Biocarburants : quelles conséquences pour l'élevage ?
Veau, vache, cochon, couvée : toutes les productions animales subissent de plein fouet la hausse des matières premières. Non seulement directement dans leurs achats d’aliments, mais aussi par la recomposition des productions qu’elle semble demander : le nombre de voix demandant la réduction de la consommation des produits animaux dans le monde occidental dépasser le courant végétarien voire écologiste (cf. le 40 e anniversaire de France nature environnement, le 28 mars dernier) pour se répandre. La vraie question de la concurrence des usages des terres est sous jacente. « À 2 700 kcal par jour, la Terre est capable de subvenir aux besoins de sa population globale » résume Bruno Dorin, qui développe le modèle Agrimonde au Cirad, même s’il reconnaît qu’aujourd'hui, il reste difficile de connaître précisément les usages des terres dans l’ensemble des pays, les statistiques de la FAO restant les seules cohérentes.
Les biocarburants induisent aussi une recomposition des productions agricoles internationales. Mis en cause dans la flambée des prix des matières premières, ils sont également remis en cause par les productions animales, notamment la production laitière, à laquelle ils ne devraient guère apporter d’éléments positifs. Pour Jean-Claude Guesdon (Institut de l’élevage), qui s’exprimait lors de la journée AFZ (association française de zootechnie) du 10 avril, biocarburants et élevages de ruminants seront d’abord en concurrence pour les surfaces. « Pour satisfaire l’objectif de 7 % de la consommation des carburants en 2010, les agrocarburants ont besoin de 1,45 million d’hectares de colza pour le biodiesel et de 270 000 ha de blé, de maïs et de betterave pour l’éthanol. Soit 1,7 M ha ce qui représente 6,5 % de la surface agricole utile, donc 10 % des terres labourables : c’est bien plus que les 1 % trouvés par l’étude ONIGC ! » détaille l’économiste. Alors, si ces produits concurrencent l’élevage dans les espaces, vont-ils lui apporter d’autres sources de matières premières ?

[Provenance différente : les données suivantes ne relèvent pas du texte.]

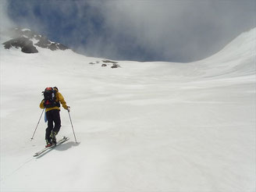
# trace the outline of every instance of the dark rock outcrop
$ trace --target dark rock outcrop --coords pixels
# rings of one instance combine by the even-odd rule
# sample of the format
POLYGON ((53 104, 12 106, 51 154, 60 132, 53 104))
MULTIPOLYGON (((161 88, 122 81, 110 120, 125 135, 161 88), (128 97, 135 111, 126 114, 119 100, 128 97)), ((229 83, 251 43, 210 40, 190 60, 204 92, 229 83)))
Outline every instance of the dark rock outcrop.
POLYGON ((33 45, 33 41, 26 37, 18 37, 3 43, 5 48, 9 49, 11 47, 20 48, 24 53, 37 53, 38 50, 33 45))
POLYGON ((6 49, 12 47, 21 48, 25 53, 37 53, 36 47, 48 48, 52 51, 69 49, 64 44, 49 41, 46 37, 37 34, 29 29, 15 28, 7 31, 11 40, 3 43, 6 49), (36 42, 34 44, 34 42, 36 42))

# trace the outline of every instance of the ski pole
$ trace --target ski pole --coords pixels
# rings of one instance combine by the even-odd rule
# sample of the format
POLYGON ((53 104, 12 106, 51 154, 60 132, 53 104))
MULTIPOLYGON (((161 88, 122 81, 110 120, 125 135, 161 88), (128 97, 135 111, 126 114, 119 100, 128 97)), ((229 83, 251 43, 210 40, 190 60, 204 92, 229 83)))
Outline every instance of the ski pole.
POLYGON ((40 118, 39 118, 39 120, 38 120, 37 125, 36 129, 34 130, 34 133, 33 133, 33 135, 32 135, 31 140, 34 139, 34 133, 36 133, 36 130, 37 130, 37 126, 38 126, 38 125, 39 125, 39 123, 40 123, 41 118, 42 117, 44 112, 44 110, 42 111, 42 113, 41 113, 41 116, 40 116, 40 118))
POLYGON ((69 120, 70 120, 70 123, 71 123, 71 126, 72 126, 72 130, 73 130, 73 133, 74 134, 74 137, 75 137, 76 144, 77 144, 76 137, 76 134, 75 134, 75 131, 74 131, 74 127, 73 127, 73 126, 72 120, 71 120, 71 116, 70 116, 69 110, 68 110, 68 112, 69 112, 69 120))

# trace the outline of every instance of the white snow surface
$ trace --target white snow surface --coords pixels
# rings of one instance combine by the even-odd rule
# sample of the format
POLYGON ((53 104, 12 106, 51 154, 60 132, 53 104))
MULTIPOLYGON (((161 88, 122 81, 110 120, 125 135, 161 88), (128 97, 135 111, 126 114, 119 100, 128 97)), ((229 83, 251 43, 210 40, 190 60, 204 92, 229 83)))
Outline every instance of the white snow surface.
POLYGON ((255 191, 255 36, 195 62, 117 69, 2 46, 1 191, 255 191), (69 140, 34 158, 45 144, 44 117, 30 141, 41 91, 54 86, 78 143, 62 108, 57 138, 69 140))

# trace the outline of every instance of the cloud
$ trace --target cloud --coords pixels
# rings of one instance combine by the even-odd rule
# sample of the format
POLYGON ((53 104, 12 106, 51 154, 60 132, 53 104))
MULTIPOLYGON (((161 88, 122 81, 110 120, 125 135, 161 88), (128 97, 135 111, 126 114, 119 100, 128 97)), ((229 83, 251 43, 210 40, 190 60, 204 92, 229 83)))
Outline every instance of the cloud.
POLYGON ((12 28, 15 26, 14 23, 9 18, 7 14, 8 2, 7 0, 0 1, 0 29, 12 28))
POLYGON ((8 11, 6 23, 112 59, 197 60, 256 25, 253 0, 9 0, 8 11))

Aux Etats-Unis, l’exemple de l’Iowa
Actuellement, les bovins consomment environ 840 000 t de tourteau de soja et 1 M t de tourteau de colza. Or, 840 000 t de tourteau de soja équivalent à 1,26 M t de tourteau de colza car ce dernier est moins riche en protéines. En comptant une partie de consommation par les monogastriques, l’élevage français est donc capable d’ingérer toute la production de tourteau de colza produite en plus. Mais cela ne se fera pas au bénéfice des élevages car le prix du colza est lié à celui du soja : ils n’ont donc aucun avantage économique à cette substitution. Pour Jean-Claude Guesdon, « le développement des agrocarburants est un facteur de dépendance croissante de l’élevage à l’égard des prix du pétrole ». Les enjeux pour l’élevage sont de deux ordres, selon lui. Tout d’abord -Jean-Claude Guesdon ne considère pas celui-ci comme le pire- : la hausse des coûts de production entre les postes traditionnellement liés au coût de l’énergie comme l’achat de carburants, d’engrais, de phytosanitaires et les nouveaux postes, notamment l’achat d’aliments par manque de surface en herbe. Le pire sera, selon le spécialiste, la réorientation des systèmes de production. « La moindre place laissée aux productions animales : en clair, l’herbe est encore une fois menacée ». Et le maïs produit pour l’ensilage aussi.
L’exemple des Etats-unis est frappant. L’Iowa est le premier Etat producteur de maïs et de porcs. Or, le développement de la production d’éthanol recompose les consommations : ainsi, les bovins à l’engraissement tirent profit des drèches de distillerie comme les vaches laitières contrairement aux porcs. À terme, pour André Pflimlin (Institut de l’élevage) qui vient de réaliser une étude importante sur l’impact du développement des agrocarburants sur l’élevage aux USA, ils devraient accentuer le déplacement et l’augmentation de la taille des troupeaux vers des zones à moins forte densité de population donc vers l’Ouest, facilité par la fourniture de coproduits déshydratés. Cet éloignement des zones de consommation de produits laitiers devrait se traduire par des investissements industriels dans la préparation de produits plus faciles à déplacer… donc l’accentuation de la présence américaine sur les marchés d’exportations.